O ministro dos Transportes, Portos e
Aviação Civil, Valter Casimiro Silveira, disse nesta segunda-feira, 5, que o
projeto de lei que permite a participação de estrangeiros em até 100% do
capital de empresas aéreas no Brasil está pautado para quarta-feira, 7, na
Câmara dos Deputados. O PL já havia sido proposto na semana passada, mas foi
objeto de obstrução parlamentar e acabou adiado. A Agência Nacional de Aviação
Civil (Anac) estima que a Argentina, que já flexibilizou suas regras, tenha
atraído cerca de US$ 5 bilhões em investimentos de quatro operadoras
internacionais com a abertura de seu mercado.
Segundo o ministro, a abertura, que ainda
precisará passar pelo Senado, complementa a iniciativa da Anac de alinhar
regras nacionais às internacionais, como as de pagamento para despacho de
bagagens. "Queremos aumentar a participação de companhias de baixo custo
no Brasil", disse o ministro, que participou do lançamento da operação da
companhia chilena de baixo custo Sky Airline no Brasil.
De acordo com a Anac, além da chilena, outras
quatro empresas de baixo custo já pediram autorização para voar no Brasil.

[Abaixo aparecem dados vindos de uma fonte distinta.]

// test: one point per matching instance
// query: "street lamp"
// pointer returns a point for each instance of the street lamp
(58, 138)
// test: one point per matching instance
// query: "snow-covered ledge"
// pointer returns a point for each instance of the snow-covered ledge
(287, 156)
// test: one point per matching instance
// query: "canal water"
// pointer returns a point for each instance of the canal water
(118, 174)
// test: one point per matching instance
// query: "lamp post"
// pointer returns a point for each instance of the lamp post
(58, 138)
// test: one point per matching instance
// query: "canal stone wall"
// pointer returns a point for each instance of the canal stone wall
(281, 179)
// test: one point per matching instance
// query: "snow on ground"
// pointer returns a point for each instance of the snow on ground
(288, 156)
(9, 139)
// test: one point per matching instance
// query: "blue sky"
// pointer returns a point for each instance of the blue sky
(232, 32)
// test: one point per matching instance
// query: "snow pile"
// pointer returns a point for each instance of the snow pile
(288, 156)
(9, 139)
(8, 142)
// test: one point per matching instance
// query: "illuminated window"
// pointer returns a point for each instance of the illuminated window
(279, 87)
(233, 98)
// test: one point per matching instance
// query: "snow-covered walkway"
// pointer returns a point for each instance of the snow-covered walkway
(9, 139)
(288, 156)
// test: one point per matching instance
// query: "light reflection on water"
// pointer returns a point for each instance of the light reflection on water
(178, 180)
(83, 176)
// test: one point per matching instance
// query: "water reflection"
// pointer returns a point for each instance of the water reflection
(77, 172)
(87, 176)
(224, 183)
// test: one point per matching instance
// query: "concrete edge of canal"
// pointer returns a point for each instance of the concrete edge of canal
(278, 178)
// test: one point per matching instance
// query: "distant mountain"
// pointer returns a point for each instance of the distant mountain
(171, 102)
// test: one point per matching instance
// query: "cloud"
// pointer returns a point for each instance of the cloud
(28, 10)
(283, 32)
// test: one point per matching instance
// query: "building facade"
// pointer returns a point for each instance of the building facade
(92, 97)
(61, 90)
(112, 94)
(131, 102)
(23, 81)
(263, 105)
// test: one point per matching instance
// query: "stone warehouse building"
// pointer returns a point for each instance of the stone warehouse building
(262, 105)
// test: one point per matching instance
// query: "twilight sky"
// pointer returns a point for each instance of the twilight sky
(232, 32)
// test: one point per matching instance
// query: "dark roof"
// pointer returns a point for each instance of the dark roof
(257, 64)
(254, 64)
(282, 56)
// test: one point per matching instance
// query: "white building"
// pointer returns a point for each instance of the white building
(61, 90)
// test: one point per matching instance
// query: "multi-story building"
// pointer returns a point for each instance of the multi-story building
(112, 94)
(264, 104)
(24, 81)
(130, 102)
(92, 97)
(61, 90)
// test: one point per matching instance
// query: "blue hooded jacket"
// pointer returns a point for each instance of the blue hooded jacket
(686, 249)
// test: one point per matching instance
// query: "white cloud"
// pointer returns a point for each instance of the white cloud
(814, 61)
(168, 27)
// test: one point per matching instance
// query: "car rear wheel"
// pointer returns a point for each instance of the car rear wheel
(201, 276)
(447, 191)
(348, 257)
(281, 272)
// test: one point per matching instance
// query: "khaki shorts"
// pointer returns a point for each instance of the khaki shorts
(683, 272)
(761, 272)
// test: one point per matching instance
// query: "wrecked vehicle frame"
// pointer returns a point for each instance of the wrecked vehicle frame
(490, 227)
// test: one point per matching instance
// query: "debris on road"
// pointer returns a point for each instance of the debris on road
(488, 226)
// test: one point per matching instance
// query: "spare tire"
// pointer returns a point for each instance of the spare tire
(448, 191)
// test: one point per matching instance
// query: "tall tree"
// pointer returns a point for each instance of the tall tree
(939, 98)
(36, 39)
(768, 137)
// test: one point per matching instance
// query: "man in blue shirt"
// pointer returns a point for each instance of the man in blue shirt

Nenhuma delas, porém, tem previsão de estabelecer um centro de operação (CO) no
País em função das restrições ao capital estrangeiro. "Essas barreiras já
caíram em outros setores, como o de telecomunicações e financeiro. O que a
gente quer são novas empresas no mercado e ampliar as oportunidades de
financiamento para aquelas que estão aí", completou o superintendente da
Anac, Cristian Vieira dos Reis.
A Sky Airline vai voar para o Rio
(Aeroporto Internacional Tom Jobim), São Paulo (Guarulhos) e Florianópolis,
sempre a partir de Santiago, capital do Chile. O primeiro voo Santiago-Rio
chegou nesta segunda com 97% de ocupação. A rota Santiago-Florianópolis será
inaugurada nesta terça-feira e os voos para São Paulo começam em dezembro.
De acordo com o presidente da companhia,
Holger Paulmann, mesmo que a flexibilização ao capital estrangeiro seja
aprovada, a empresa não tem previsão de abrir um CO no Brasil, embora vá abrir
uma unidade no Peru em 2019 e tenha planos para a Argentina.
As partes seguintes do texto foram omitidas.